BEIJING (Reuters) – The consumer finance unit of China‘s Ant Group will boost the company’s capital to 30 billion yuan ($4.71 billion) from 8 billion yuan, and introduce 4 new strategic investors, an exchange filing released on Friday said.
The unit, Chongqing Ant Consumer Finance Co Ltd, is under regulatory pressure to fold Ant’s two lucrative micro-loan businesses Jiebei and Huabei into it, which would make it subject to rules and capital requirements similar to those for banks.
China Cinda Asset Management, one of company’s new investors and one of the country’s four biggest state asset managers, said it will invest 6 billion yuan as part of the exercise.
After the deal, China Cinda will become the second biggest shareholder with a 24% stake in the consumer financing unit, including a 20% stake it holds directly and a 4% stake held by Nanyang Commercial Bank Ltd, a Cinda subsidiary.
Ant will retain a 50% stake in the unit, Cinda’s filing to Hong Kong Stock Exchange showed.

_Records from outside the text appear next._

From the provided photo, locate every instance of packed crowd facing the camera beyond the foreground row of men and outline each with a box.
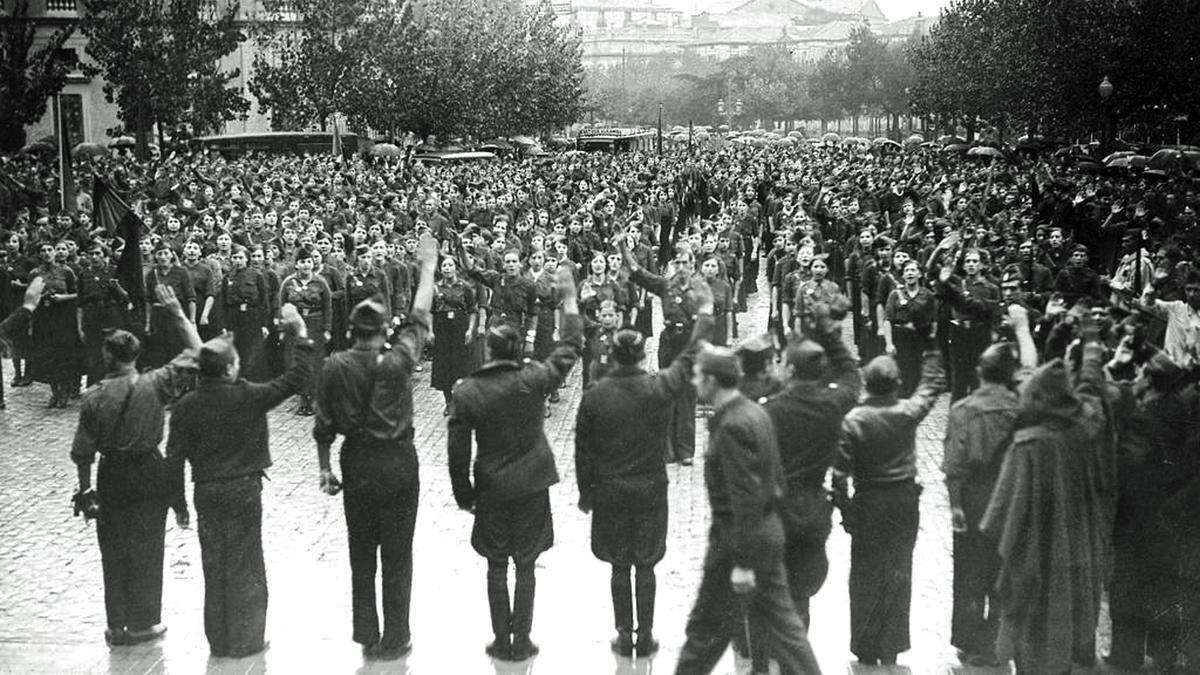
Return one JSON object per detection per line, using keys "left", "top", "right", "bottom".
{"left": 0, "top": 136, "right": 1200, "bottom": 671}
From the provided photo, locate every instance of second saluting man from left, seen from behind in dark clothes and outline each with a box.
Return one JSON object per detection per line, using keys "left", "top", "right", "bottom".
{"left": 167, "top": 303, "right": 313, "bottom": 658}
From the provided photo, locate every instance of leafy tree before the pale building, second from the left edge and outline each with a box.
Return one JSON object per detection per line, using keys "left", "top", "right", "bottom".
{"left": 80, "top": 0, "right": 250, "bottom": 156}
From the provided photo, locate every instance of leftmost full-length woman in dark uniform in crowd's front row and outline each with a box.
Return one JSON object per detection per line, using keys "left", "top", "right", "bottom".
{"left": 29, "top": 241, "right": 79, "bottom": 408}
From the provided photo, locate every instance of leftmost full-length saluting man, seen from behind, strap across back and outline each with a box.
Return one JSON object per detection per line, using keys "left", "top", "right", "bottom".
{"left": 68, "top": 279, "right": 200, "bottom": 645}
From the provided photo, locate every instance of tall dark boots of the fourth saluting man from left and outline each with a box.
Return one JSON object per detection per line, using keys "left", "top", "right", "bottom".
{"left": 485, "top": 560, "right": 539, "bottom": 661}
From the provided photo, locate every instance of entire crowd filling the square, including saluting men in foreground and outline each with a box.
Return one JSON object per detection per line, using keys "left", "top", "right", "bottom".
{"left": 0, "top": 135, "right": 1200, "bottom": 674}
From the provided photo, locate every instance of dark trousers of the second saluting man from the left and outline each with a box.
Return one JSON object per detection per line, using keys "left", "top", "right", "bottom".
{"left": 194, "top": 473, "right": 266, "bottom": 657}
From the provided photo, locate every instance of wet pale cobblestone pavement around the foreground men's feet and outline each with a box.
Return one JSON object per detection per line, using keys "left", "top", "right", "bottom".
{"left": 0, "top": 269, "right": 1132, "bottom": 675}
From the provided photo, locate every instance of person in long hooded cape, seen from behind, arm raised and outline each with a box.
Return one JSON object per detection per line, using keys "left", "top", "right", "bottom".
{"left": 980, "top": 331, "right": 1115, "bottom": 675}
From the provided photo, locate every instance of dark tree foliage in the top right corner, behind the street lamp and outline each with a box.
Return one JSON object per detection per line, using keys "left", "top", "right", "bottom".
{"left": 908, "top": 0, "right": 1200, "bottom": 140}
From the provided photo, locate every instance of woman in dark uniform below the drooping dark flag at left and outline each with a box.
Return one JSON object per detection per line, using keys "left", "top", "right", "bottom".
{"left": 76, "top": 241, "right": 130, "bottom": 387}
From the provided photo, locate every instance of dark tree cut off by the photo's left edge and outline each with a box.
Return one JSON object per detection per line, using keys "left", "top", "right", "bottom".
{"left": 0, "top": 0, "right": 74, "bottom": 153}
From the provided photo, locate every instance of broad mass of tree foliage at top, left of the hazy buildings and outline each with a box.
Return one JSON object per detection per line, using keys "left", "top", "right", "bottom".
{"left": 251, "top": 0, "right": 583, "bottom": 137}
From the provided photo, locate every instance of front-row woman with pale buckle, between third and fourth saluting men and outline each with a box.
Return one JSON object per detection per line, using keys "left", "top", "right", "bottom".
{"left": 430, "top": 256, "right": 479, "bottom": 416}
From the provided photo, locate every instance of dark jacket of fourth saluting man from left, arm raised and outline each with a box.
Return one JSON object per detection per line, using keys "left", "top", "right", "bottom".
{"left": 448, "top": 315, "right": 583, "bottom": 508}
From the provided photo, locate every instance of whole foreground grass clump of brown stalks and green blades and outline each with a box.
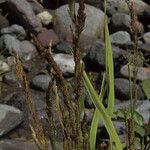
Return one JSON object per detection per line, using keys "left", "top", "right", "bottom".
{"left": 15, "top": 0, "right": 150, "bottom": 150}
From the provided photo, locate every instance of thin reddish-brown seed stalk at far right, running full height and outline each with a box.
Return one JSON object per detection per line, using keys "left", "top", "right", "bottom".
{"left": 126, "top": 0, "right": 138, "bottom": 150}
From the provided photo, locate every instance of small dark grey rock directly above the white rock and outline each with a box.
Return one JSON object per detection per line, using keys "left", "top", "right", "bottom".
{"left": 53, "top": 41, "right": 72, "bottom": 54}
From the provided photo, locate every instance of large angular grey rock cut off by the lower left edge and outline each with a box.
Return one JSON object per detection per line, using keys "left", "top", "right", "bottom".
{"left": 0, "top": 104, "right": 23, "bottom": 136}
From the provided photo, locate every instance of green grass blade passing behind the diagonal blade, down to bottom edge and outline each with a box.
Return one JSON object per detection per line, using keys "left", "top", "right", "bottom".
{"left": 89, "top": 74, "right": 105, "bottom": 150}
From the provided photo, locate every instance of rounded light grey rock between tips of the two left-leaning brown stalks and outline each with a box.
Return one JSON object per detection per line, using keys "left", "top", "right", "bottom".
{"left": 18, "top": 41, "right": 37, "bottom": 61}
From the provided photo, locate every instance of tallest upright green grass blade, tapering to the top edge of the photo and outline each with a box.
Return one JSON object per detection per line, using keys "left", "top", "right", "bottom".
{"left": 104, "top": 0, "right": 115, "bottom": 117}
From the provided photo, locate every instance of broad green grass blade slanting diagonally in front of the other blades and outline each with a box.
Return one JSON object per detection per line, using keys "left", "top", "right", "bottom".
{"left": 83, "top": 71, "right": 123, "bottom": 150}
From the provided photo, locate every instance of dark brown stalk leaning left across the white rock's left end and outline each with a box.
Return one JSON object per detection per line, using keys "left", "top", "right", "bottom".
{"left": 32, "top": 35, "right": 76, "bottom": 150}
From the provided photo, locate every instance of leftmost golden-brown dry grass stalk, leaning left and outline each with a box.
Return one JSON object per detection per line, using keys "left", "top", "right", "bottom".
{"left": 14, "top": 50, "right": 48, "bottom": 150}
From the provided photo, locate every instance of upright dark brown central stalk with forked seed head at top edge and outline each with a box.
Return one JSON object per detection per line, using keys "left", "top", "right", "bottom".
{"left": 69, "top": 0, "right": 86, "bottom": 150}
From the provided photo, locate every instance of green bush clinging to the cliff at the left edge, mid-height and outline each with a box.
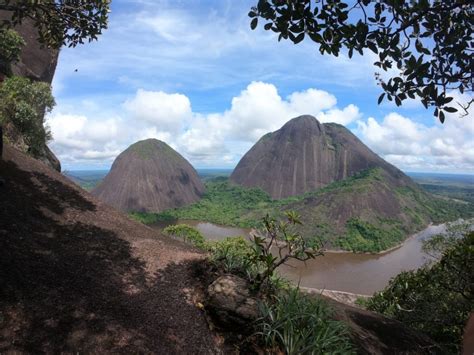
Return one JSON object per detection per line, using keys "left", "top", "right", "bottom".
{"left": 0, "top": 77, "right": 55, "bottom": 156}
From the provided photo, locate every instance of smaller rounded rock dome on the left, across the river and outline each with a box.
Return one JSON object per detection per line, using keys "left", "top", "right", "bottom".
{"left": 92, "top": 139, "right": 204, "bottom": 212}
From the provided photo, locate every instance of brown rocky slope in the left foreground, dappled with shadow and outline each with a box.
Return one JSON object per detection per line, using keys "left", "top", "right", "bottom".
{"left": 0, "top": 147, "right": 223, "bottom": 354}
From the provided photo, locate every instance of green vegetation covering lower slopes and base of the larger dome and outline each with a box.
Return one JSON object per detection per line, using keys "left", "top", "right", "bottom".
{"left": 132, "top": 168, "right": 474, "bottom": 252}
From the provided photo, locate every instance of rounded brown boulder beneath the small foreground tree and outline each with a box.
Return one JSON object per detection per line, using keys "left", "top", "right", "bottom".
{"left": 207, "top": 275, "right": 259, "bottom": 328}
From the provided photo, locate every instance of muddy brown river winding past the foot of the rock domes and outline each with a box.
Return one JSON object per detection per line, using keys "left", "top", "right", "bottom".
{"left": 155, "top": 220, "right": 445, "bottom": 295}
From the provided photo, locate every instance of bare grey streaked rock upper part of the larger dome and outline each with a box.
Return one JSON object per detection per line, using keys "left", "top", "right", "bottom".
{"left": 230, "top": 115, "right": 410, "bottom": 199}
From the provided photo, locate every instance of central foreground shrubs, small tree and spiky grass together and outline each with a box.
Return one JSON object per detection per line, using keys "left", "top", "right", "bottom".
{"left": 170, "top": 213, "right": 354, "bottom": 354}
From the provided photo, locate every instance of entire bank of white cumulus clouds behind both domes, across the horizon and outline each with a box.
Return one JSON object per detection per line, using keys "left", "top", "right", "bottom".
{"left": 47, "top": 82, "right": 474, "bottom": 171}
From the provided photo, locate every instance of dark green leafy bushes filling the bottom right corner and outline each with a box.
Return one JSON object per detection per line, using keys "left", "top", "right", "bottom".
{"left": 368, "top": 232, "right": 474, "bottom": 353}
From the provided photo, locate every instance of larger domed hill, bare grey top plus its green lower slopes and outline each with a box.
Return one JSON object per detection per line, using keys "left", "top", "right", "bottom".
{"left": 159, "top": 116, "right": 474, "bottom": 252}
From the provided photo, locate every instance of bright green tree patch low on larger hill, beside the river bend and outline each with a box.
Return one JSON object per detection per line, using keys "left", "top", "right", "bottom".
{"left": 336, "top": 218, "right": 406, "bottom": 253}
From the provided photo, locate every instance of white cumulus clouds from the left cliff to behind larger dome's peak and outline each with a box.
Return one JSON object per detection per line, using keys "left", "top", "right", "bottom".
{"left": 47, "top": 82, "right": 360, "bottom": 166}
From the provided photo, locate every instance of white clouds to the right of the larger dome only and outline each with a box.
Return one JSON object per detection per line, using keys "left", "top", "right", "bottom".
{"left": 355, "top": 94, "right": 474, "bottom": 172}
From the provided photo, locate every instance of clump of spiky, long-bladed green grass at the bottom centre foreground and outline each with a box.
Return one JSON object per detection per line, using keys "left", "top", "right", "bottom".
{"left": 256, "top": 288, "right": 355, "bottom": 355}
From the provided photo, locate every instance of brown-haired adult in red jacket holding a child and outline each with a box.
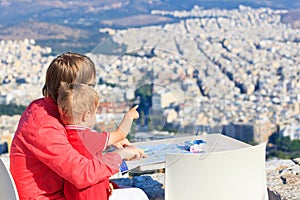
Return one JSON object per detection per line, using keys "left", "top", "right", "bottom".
{"left": 10, "top": 53, "right": 142, "bottom": 199}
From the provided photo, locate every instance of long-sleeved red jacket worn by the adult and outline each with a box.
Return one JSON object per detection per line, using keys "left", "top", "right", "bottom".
{"left": 10, "top": 98, "right": 121, "bottom": 200}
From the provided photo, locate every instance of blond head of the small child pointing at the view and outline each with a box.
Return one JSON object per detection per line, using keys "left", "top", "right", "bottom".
{"left": 57, "top": 82, "right": 99, "bottom": 125}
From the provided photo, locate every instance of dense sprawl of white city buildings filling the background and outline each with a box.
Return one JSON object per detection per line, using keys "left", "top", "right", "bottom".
{"left": 0, "top": 5, "right": 300, "bottom": 199}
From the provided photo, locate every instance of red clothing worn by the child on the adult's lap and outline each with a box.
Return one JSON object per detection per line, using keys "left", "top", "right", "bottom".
{"left": 64, "top": 125, "right": 110, "bottom": 200}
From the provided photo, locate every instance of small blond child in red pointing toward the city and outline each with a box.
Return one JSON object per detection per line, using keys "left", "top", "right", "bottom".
{"left": 57, "top": 83, "right": 148, "bottom": 200}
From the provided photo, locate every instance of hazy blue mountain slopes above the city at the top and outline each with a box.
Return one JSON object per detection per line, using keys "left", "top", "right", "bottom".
{"left": 0, "top": 0, "right": 300, "bottom": 54}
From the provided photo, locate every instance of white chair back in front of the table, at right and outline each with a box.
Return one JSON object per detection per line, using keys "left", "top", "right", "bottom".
{"left": 165, "top": 144, "right": 268, "bottom": 200}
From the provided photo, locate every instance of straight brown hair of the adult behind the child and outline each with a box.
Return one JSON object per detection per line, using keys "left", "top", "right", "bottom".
{"left": 43, "top": 53, "right": 96, "bottom": 103}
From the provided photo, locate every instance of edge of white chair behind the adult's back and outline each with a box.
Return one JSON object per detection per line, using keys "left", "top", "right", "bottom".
{"left": 0, "top": 158, "right": 19, "bottom": 200}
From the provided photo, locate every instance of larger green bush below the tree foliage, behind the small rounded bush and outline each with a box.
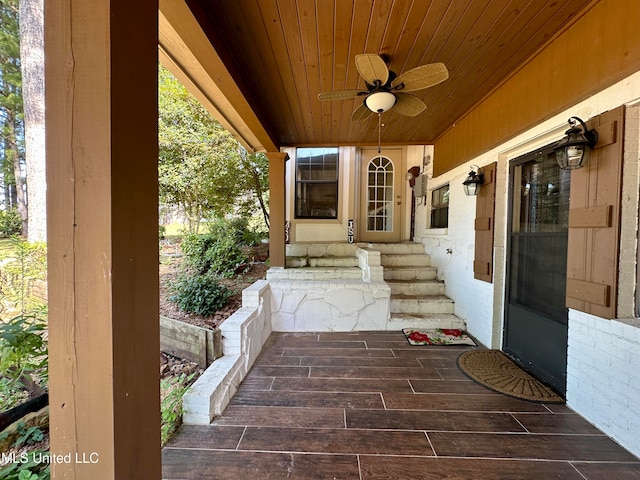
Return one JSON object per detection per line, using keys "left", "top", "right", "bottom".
{"left": 181, "top": 219, "right": 248, "bottom": 276}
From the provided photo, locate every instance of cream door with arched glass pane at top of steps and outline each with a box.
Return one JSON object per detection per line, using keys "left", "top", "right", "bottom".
{"left": 359, "top": 148, "right": 405, "bottom": 242}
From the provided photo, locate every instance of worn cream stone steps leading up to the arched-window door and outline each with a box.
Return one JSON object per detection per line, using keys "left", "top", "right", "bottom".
{"left": 368, "top": 243, "right": 465, "bottom": 329}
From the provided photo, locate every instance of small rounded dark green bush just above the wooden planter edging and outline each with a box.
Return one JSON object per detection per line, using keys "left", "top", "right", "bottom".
{"left": 169, "top": 272, "right": 233, "bottom": 316}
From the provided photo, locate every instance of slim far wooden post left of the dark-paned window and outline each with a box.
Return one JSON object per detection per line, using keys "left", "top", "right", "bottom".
{"left": 266, "top": 152, "right": 289, "bottom": 267}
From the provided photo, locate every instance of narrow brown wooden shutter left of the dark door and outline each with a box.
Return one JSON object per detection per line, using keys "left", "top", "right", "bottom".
{"left": 473, "top": 162, "right": 497, "bottom": 283}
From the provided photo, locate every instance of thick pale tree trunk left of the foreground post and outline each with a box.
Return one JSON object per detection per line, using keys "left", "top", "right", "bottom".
{"left": 20, "top": 0, "right": 47, "bottom": 242}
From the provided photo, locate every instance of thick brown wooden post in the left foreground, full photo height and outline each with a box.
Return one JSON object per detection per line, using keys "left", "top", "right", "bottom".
{"left": 45, "top": 0, "right": 161, "bottom": 480}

The filing also disclosed the introduction of three other strategic investors into Ant’s consumer financing unit, including Sunny Optics, Boguan Technology, a unit of NetEase Inc, and Yufu Capital, a local investment arm of the Chongqing government.
Last month, Ant said it was seeking to differentiate part of its short-term consumer loan business Jiebei, as it pursues a regulator-led restructuring.